‘ConsTree’ is an R package providing a comprehensive, efficient suite of methods for summarizing a collection of phylogenetic trees — for example a bootstrap or Bayesian posterior sample — as a single consensus tree.
It builds on the tree and split infrastructure of ‘TreeTools’, and repackages a family of asymptotically-efficient consensus algorithms developed by Jesper Jansson and colleagues, several of which have not previously been available in R.
Consensus methods
Split-selection methods
Each method takes a list of trees (or a multiPhylo) sharing the same leaves and returns a phylo. They differ in which groupings (splits or clusters) they retain:
| Function | Retains a grouping when… |
|---|---|
Strict() |
it occurs in every tree |
Majority() / MajorityRule()
|
it occurs in > half the trees (tunable via p) |
Loose() |
no tree contradicts it (semi-strict / combinable-component) |
MajorityPlus() |
more trees display it than contradict it |
Frequency() |
it is more frequent than every grouping that conflicts with it (frequency-difference) |
Greedy() |
added greedily, most frequent first, if compatible with those already kept (extended majority-rule) |
Adams() |
constructed from the finest root-level partition shared by every tree (may introduce novel groupings; rooted) |
Local() |
based on rooted triplets shared by every tree (minimum rooted/induced local consensus; ≤ 20 leaves) |
RStar() |
each rooted triplet grouping that wins a plurality against each alternative separately |
Distance and branch-length summaries
A second family summarizes the trees through a distance or treespace criterion rather than by selecting groupings:
| Function | Summary |
|---|---|
Average() |
the tree best fitting the mean path-length (patristic) distances of the inputs |
Quartet() |
an approximate median minimizing the total quartet distance to the inputs; often more resolved than majority-rule |
BHVMean() |
the Fréchet mean tree in Billera–Holmes–Vogtmann treespace, with branch lengths; BHVDistance(), BHVPairwiseDistances() and BHVVariance() provide the supporting geodesic distances and dispersion |
Usage
library("ConsTree")
trees <- ape::as.phylo(1:100, 8) # 100 eight-leaf trees
Strict(trees) # most conservative
Majority(trees) # the familiar 50% majority-rule tree
Loose(trees) # everything not actively contradicted
Frequency(trees) # frequency-difference: often more resolved than majority
Greedy(trees) # most resolved of the split-based summariesInstallation
Install the development version from GitHub:
if (!require("remotes")) install.packages("remotes")
remotes::install_github("ms609/ConsTree")‘ConsTree’ is not yet on CRAN.
Relationship to other packages
‘ConsTree’ is the front-end consensus toolkit for the TreeTools ecosystem, which also includes ‘TreeDist’ (tree distances and information-theoretic consensus) and ‘TreeSearch’ (phylogenetic search). TreeTools itself remains the fast engine for the strict and majority-rule consensus, which ‘ConsTree’ exposes through consistently-named wrappers.
‘TreeDist’ also offers a complementary summary that ‘ConsTree’ does not duplicate: the tree from a sample that has the lowest median clustering-information distance (CID) to the others — a single representative of the sample rather than a constructed consensus.

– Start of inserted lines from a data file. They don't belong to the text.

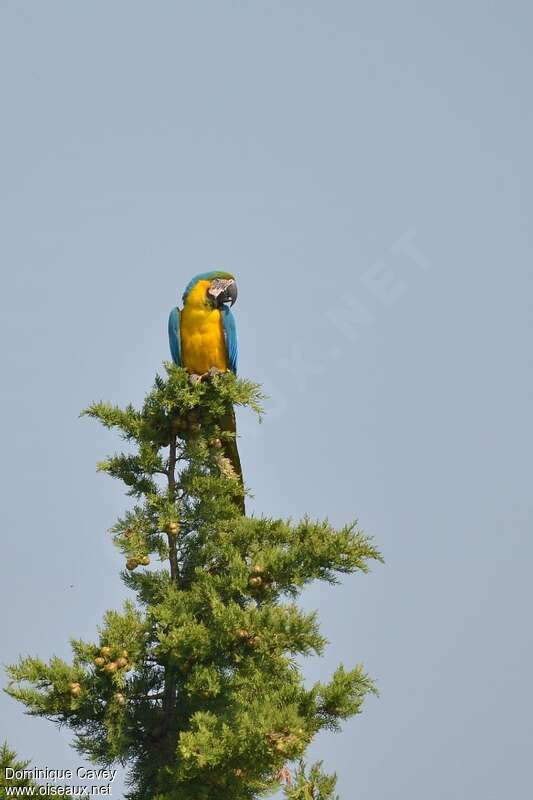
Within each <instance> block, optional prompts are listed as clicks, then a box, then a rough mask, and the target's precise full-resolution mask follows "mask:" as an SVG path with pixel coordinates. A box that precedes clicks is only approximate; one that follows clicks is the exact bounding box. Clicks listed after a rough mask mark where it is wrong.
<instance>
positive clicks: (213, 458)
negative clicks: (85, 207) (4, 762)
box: [6, 364, 381, 800]
mask: <svg viewBox="0 0 533 800" xmlns="http://www.w3.org/2000/svg"><path fill="white" fill-rule="evenodd" d="M165 370H166V375H165V377H160V376H157V377H156V380H155V385H154V387H153V389H152V391H151V392H150V393H149V394H148V395H147V397H146V399H145V402H144V405H143V407H142V408H141V410H136V409H134V408H133V407H132V406H127V407H126V408H125V409H121V408H118V407H114V406H111V405H109V404H106V403H95V404H93V405H91V406H90V407H89V408H88V409H87V410H86V411H85V412H83V413H84V414H85V415H87V416H89V417H92V418H94V419H96V420H99V421H100V422H101V423H102V424H103V425H104V426H106V427H107V428H111V429H115V430H117V431H118V432H119V433H120V435H121V436H122V437H123V439H124V440H125V441H126V442H127V445H128V446H127V448H126V452H120V453H118V454H115V455H113V456H111V457H110V458H108V459H107V460H105V461H103V462H102V463H100V464H99V466H98V468H99V469H100V470H101V471H103V472H106V473H108V474H109V475H111V476H113V477H115V478H119V479H120V480H121V481H123V483H124V484H125V485H126V487H127V491H128V494H129V495H130V496H131V497H132V498H133V506H132V508H131V510H129V511H128V512H127V513H126V514H125V516H124V517H123V518H121V519H119V520H118V521H117V522H116V524H115V525H114V527H113V528H112V529H111V532H112V536H113V539H114V542H115V544H116V546H117V547H118V548H119V550H120V551H121V552H122V553H123V555H124V559H125V569H124V571H123V572H122V579H123V581H124V582H125V584H126V585H127V586H128V587H129V588H130V589H131V590H132V591H133V593H134V596H135V597H136V600H135V602H134V601H133V600H129V601H127V602H126V603H125V605H124V608H123V610H122V611H120V612H119V611H109V612H108V613H107V614H106V615H105V618H104V621H103V625H102V626H101V628H100V629H99V635H98V640H97V641H96V642H93V643H86V642H83V641H81V640H73V641H72V642H71V644H72V650H73V659H72V662H71V663H67V662H65V661H64V660H62V659H59V658H55V657H54V658H52V659H51V660H50V661H49V662H47V663H46V662H44V661H41V660H40V659H37V658H33V657H25V658H22V659H21V660H20V661H19V662H18V663H17V664H16V665H13V666H11V667H9V668H8V673H9V677H10V683H9V685H8V687H7V690H6V691H8V693H9V694H10V695H11V696H13V697H14V698H16V699H18V700H20V701H22V702H23V703H24V704H25V705H26V707H27V709H28V711H29V713H30V714H33V715H37V716H42V717H47V718H49V719H52V720H54V721H56V722H57V723H59V724H62V725H67V726H68V727H69V728H71V729H72V731H73V732H74V734H75V747H76V748H77V750H78V751H79V752H80V753H82V754H84V755H85V756H86V757H87V758H89V759H90V760H92V761H93V762H95V763H99V764H102V765H111V764H113V763H120V764H123V765H126V766H127V767H128V785H129V792H128V795H127V796H128V797H129V798H130V800H252V798H259V797H262V796H264V795H266V794H268V793H270V792H272V791H273V790H276V789H279V787H280V786H281V785H283V786H284V791H285V795H286V797H287V798H288V800H333V798H335V797H336V795H335V794H334V792H335V777H334V776H328V775H326V774H324V773H323V772H322V769H321V765H320V764H315V765H313V766H312V767H311V768H310V769H308V768H306V766H305V764H304V761H303V759H304V754H305V751H306V749H307V747H308V745H309V744H310V742H311V741H312V739H313V738H314V737H315V736H316V734H317V733H318V732H319V731H321V730H323V729H330V730H332V731H336V730H338V729H339V727H340V723H341V722H342V720H345V719H347V718H348V717H350V716H352V715H354V714H357V713H358V712H359V711H360V710H361V706H362V703H363V701H364V698H365V696H366V695H367V694H368V693H369V692H375V688H374V685H373V683H372V681H371V680H370V678H369V677H368V676H367V675H366V674H365V672H364V670H363V668H362V667H361V666H358V667H355V668H354V669H345V668H344V667H343V666H339V667H338V669H337V670H336V671H335V672H334V674H333V675H332V677H331V680H330V681H329V682H328V683H317V684H315V685H314V686H312V687H310V688H306V686H305V684H304V680H303V677H302V674H301V670H300V668H299V666H298V664H297V661H296V659H297V657H299V656H307V655H310V654H318V655H320V654H321V653H322V652H323V650H324V646H325V644H326V640H325V639H324V637H323V636H322V635H321V633H320V631H319V628H318V624H317V618H316V614H314V613H304V612H303V611H301V610H300V609H299V608H298V606H297V604H296V602H295V601H296V599H297V597H298V596H299V594H300V593H301V592H302V590H303V589H304V587H306V586H307V585H308V584H309V583H310V582H312V581H314V580H321V581H326V582H328V583H335V582H337V580H338V576H339V575H340V574H342V573H353V572H356V571H362V572H366V571H367V570H368V566H369V562H370V561H372V560H376V559H377V560H380V558H381V557H380V554H379V552H378V551H377V550H376V548H375V547H374V546H373V544H372V542H371V540H370V539H369V538H368V537H367V536H365V535H364V533H362V532H361V531H360V530H358V528H357V527H356V526H355V525H354V524H349V525H346V526H345V527H343V528H341V529H335V528H334V527H333V526H332V525H330V523H329V522H327V521H324V522H315V521H312V520H310V519H309V518H307V517H304V518H303V519H302V520H301V521H300V522H297V523H293V522H290V521H285V520H281V519H277V518H266V517H254V516H252V517H245V516H243V515H242V514H241V512H240V508H242V491H243V490H242V488H241V484H240V482H239V481H238V480H236V476H235V475H234V474H233V473H232V470H231V465H230V464H229V463H228V461H227V459H226V458H225V457H224V455H222V453H223V452H224V449H225V448H224V442H225V441H227V439H228V437H230V438H231V437H232V436H234V434H233V433H230V432H229V431H228V430H227V429H226V428H225V427H224V425H223V420H224V415H227V413H228V410H229V409H231V407H232V406H234V405H240V406H246V407H249V408H251V409H253V410H254V411H255V412H257V413H258V414H259V415H261V413H262V410H261V400H262V397H261V394H260V391H259V387H258V386H257V385H255V384H253V383H250V382H249V381H246V380H241V379H238V378H236V377H235V376H234V375H233V374H232V373H224V374H219V375H211V376H208V378H207V379H206V380H203V381H199V382H198V381H196V382H194V383H193V382H191V381H190V379H189V376H188V373H187V372H186V370H184V369H181V368H179V367H176V366H175V365H171V364H167V365H165Z"/></svg>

The quartet machinery underlying Quartet() builds on the ‘Quartet’ package, which counts the resolved- and shared-quartet statistics between trees; and the BHV summaries relate to ‘distory’, which computes geodesic distances in the same treespace.

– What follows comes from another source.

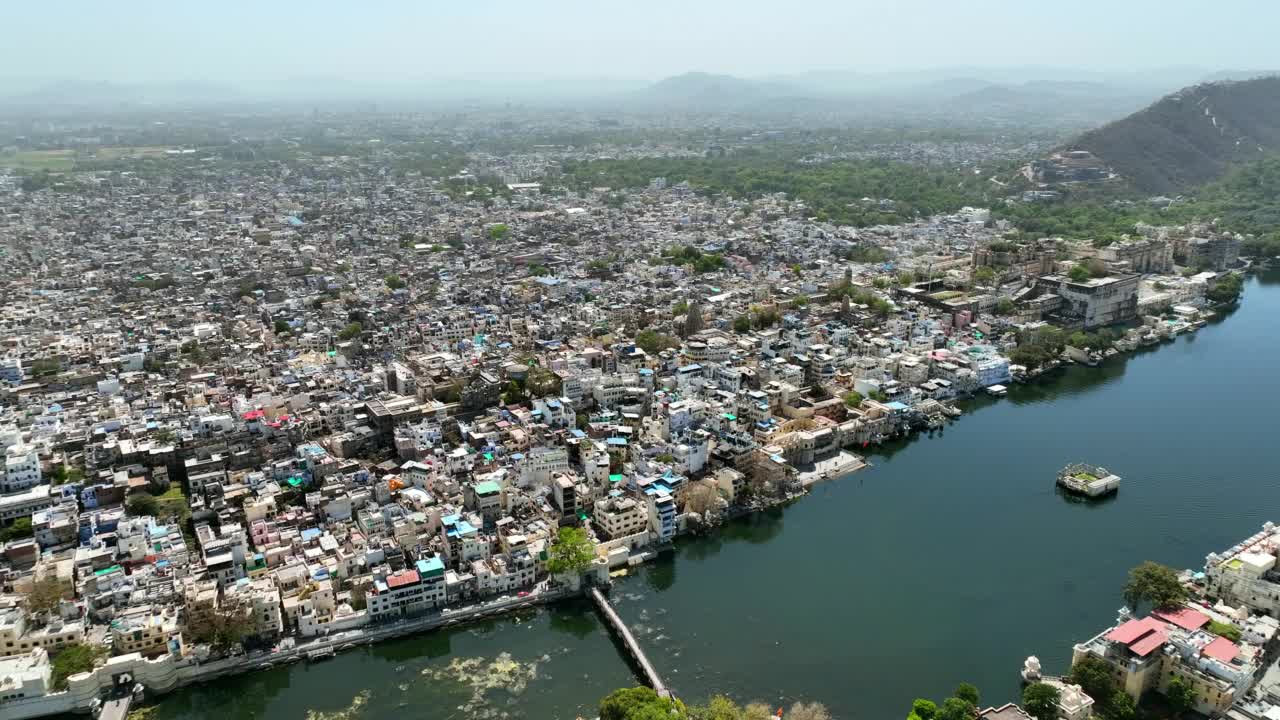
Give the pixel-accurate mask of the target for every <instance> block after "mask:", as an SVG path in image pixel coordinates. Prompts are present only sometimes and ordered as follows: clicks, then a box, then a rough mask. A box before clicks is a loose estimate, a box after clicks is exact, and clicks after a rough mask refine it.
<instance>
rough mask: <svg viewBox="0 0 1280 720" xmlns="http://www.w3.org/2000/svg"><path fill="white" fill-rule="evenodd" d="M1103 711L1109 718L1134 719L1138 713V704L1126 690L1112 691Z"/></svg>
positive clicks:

The ‘Rogue’ package identifies unstable (‘rogue’) leaves whose removal can improve the resolution and support of a consensus tree; dropping rogues before summarizing with ‘ConsTree’ often yields a better-resolved result.
Citation and attribution
The algorithms repackaged here originate in the FACT, FACT2 and FDCT prototypes of Jesper Jansson and colleagues, incorporated with permission; see inst/REFERENCES.bib for the source papers, and DESCRIPTION for copyright attribution. ‘ConsTree’ is released under GPL (≥ 3).
Please note that this project is released with a Contributor Code of Conduct. By contributing, you agree to abide by its terms.